Distributed validator technology (DVT) is a way for Ethereum stakers to stake without fully relying on one single node. Instead, the key is secret-shared across a few nodes, and all signatures are threshold signed. The node is guaranteed to work correctly (and not get slashed or inactivity-leaked) as long as > 2/3 of nodes are honest.
DVT includes solutions like ssv.network and Obol, as well as what I call “DVT-lite”: either the Dirk + Vouch combination or Vero. These solutions do not do full-on consensus inside each validator, so they offer slightly worse guarantees, but they are quite a bit simpler. Many organizations today are exploring using DVT to stake their coins.
However, these solutions are quite complex. They have a complicated setup procedure, require networking channels between the nodes, etc. Additionally, they depend on the linearity property of BLS, which is exactly the property that makes it not quantum-secure.
In this post, I propose a surprisingly simple alternative: we enshrine DVT into the protocol.
The design
If a validator has >= n times the minimum balance, they are allowed to specify up to n keys and a threshold m, with a maximum of m <= n <= 16. This creates n “virtual identities” that all follow the protocol fully independently, but are always assigned to roles (proposer, committee, p2p subnet) together.
That is, if there are a total of 100000 validators and you have a size-n validator with multiple virtual entitities, and there is a role with t participants (eg. t=1 for proposal, t=16 for FOCIL, t=n/64 for some p2p subsystem that shards nodes into 64 subnets, there is a t/100000 chance that all of your virtual identities will be assigned to that role.
From the perspective of protocol accounting, these virtual identities are grouped into a single “group identity”. That single object is treated as taking some action (eg. making a block, signing) if and only if at least m or the n virtual identities signed off on the action. Based on this, rewards and penalties are assigned.
Hence, if you have an identity with eg. m = 5, n = 7, then if five signatures all attest to a block, you get 100% of the attester reward and your participation is counted, but if four signatures do, you get 0% of the reward and your participation is not counted. Similarly, to slash such a validator, you need to show proof that >= 5 of the nodes votes for A, and >= 5 of the nodes voted for B.
Note that this means that if m <= n/2, slashing is possible without any malfeasance, so such a setting is strongly anti-recommended, and should only be considered in situations where some nodes are normally-offline backups.
Properties
This design is extremely simple from the perspective of a user. DVT staking becomes simply running n copies of a standard client node. The only implementation complexity is block production (or FOCIL production): realistically, a random node would need to be promoted as a primary, and the other nodes sign off on it.
This only adds one round of latency on block and FOCIL production, and no latency on attestation.
This design is easy to adapt to any signature scheme, it does not depend on any arithmetic properties.
This design is intended to have two desirable effects:
- Help security-conscious stakers with medium to high amounts of ETH (both individual whales and institutions) stake in a more secure M-of-N setup, instead of relying on a single node (this also makes it trivial to get more gains in client diversity)

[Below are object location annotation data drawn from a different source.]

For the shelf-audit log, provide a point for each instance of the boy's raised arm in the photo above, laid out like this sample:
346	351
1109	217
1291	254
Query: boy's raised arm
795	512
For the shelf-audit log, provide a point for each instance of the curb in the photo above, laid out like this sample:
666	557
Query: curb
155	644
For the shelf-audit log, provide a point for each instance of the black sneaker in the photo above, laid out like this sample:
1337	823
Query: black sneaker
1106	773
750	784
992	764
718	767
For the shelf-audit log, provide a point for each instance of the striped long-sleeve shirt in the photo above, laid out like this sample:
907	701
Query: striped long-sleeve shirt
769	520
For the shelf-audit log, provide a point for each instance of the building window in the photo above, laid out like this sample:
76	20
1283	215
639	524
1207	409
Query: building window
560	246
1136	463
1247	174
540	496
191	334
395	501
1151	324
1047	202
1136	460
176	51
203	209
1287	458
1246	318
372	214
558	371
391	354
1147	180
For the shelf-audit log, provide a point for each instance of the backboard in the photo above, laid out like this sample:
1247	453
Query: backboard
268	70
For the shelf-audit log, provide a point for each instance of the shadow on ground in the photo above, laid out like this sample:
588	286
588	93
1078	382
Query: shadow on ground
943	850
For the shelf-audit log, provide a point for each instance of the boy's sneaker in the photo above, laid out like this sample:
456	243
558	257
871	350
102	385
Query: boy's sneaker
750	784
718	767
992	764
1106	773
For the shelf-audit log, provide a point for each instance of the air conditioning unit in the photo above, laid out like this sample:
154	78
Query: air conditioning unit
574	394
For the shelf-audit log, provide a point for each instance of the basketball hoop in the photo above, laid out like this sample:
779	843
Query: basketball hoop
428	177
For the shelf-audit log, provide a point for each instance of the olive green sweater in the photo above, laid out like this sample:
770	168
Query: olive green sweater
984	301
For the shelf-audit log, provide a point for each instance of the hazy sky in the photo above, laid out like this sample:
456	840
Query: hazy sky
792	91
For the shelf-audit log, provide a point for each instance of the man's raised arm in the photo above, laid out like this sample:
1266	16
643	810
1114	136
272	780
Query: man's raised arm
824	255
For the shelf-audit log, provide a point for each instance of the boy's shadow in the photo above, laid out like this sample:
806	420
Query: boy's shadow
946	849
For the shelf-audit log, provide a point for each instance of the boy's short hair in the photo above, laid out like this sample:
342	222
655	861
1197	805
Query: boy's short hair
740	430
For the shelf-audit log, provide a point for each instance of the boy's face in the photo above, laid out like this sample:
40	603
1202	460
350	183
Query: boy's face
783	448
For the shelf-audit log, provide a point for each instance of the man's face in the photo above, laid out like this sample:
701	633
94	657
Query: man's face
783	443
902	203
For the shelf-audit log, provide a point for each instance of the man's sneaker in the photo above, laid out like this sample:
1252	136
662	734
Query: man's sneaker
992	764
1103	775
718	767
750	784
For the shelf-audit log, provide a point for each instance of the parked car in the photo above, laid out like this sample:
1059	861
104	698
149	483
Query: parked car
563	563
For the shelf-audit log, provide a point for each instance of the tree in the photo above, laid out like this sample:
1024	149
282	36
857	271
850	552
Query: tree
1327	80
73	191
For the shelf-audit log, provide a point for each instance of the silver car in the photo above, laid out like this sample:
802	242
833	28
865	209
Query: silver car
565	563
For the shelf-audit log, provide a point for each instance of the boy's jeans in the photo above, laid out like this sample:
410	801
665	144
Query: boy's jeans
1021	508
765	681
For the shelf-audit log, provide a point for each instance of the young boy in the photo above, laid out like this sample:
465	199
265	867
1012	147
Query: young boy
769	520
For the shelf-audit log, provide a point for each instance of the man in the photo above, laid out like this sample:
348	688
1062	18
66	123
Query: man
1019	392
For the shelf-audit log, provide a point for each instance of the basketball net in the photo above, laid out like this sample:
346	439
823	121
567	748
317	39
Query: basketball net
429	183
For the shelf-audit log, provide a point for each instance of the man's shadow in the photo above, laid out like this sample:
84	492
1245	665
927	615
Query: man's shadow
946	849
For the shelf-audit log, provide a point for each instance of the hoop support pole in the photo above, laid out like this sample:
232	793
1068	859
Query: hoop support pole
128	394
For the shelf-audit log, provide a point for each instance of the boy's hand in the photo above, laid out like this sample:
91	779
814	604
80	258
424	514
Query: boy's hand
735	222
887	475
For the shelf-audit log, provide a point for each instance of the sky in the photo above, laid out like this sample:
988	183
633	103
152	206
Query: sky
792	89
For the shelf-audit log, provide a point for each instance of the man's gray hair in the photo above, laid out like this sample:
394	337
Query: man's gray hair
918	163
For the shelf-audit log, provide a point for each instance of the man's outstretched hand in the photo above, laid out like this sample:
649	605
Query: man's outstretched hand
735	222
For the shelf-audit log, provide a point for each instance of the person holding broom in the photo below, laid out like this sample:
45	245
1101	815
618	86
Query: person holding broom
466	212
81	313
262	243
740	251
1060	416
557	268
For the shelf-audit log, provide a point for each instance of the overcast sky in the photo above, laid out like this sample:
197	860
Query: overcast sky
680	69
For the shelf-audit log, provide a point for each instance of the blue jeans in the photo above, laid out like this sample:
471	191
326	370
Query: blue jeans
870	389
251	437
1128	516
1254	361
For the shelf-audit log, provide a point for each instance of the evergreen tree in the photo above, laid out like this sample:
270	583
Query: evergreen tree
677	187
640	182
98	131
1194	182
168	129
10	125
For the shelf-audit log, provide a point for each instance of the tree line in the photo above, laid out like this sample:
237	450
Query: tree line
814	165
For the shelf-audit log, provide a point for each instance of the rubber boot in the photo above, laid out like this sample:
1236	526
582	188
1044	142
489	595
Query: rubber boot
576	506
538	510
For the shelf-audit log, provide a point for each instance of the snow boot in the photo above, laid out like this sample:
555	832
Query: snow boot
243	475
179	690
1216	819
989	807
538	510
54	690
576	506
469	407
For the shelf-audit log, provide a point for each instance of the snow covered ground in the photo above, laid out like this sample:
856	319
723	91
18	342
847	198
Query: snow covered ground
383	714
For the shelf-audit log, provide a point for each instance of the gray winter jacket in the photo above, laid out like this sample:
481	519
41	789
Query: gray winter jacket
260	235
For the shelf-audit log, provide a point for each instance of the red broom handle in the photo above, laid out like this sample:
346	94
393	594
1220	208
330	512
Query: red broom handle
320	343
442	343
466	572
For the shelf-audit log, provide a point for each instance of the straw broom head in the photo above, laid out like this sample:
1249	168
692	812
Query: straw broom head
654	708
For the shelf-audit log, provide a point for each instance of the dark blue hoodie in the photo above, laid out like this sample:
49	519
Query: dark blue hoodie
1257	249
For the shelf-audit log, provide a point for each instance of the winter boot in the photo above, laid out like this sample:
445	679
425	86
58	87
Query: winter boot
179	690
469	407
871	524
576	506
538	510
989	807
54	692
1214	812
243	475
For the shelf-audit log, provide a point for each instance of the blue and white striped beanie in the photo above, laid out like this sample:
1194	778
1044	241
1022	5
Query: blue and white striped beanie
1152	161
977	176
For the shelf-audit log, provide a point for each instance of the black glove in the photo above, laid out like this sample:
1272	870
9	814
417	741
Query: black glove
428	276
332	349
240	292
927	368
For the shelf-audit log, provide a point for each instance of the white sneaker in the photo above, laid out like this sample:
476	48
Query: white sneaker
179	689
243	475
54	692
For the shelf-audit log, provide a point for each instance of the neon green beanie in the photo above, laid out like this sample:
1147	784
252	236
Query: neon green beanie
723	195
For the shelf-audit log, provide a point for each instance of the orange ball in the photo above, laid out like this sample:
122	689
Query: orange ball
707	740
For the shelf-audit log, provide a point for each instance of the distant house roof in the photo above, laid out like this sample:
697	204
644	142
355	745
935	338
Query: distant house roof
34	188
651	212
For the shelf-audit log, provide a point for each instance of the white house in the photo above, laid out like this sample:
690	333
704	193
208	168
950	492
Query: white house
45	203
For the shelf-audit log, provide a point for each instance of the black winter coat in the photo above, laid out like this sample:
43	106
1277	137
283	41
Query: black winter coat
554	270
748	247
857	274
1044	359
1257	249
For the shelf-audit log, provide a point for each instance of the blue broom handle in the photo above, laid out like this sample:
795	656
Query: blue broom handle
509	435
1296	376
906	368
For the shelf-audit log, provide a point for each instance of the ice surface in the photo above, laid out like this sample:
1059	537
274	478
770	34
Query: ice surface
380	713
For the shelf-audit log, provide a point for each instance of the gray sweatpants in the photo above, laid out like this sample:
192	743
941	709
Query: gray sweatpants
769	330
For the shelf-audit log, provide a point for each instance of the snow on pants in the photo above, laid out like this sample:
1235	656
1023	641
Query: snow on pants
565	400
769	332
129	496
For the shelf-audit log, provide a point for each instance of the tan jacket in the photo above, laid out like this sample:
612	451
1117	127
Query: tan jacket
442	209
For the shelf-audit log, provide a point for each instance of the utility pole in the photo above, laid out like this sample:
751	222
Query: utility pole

- Help such stakers stake on their own instead of parking their coins with staking providers, significantly increasing the measurable decentralization (eg. Herfindahl index, Nakamoto coefficient) of the Ethereum staking distribution.
It also simplifies participation in existing decentralized staking protocols, reducing the client load and devops experience to something equivalent to the most basic form of solo staking, allowing such protocols to become more decentralized and more diverse in their participation.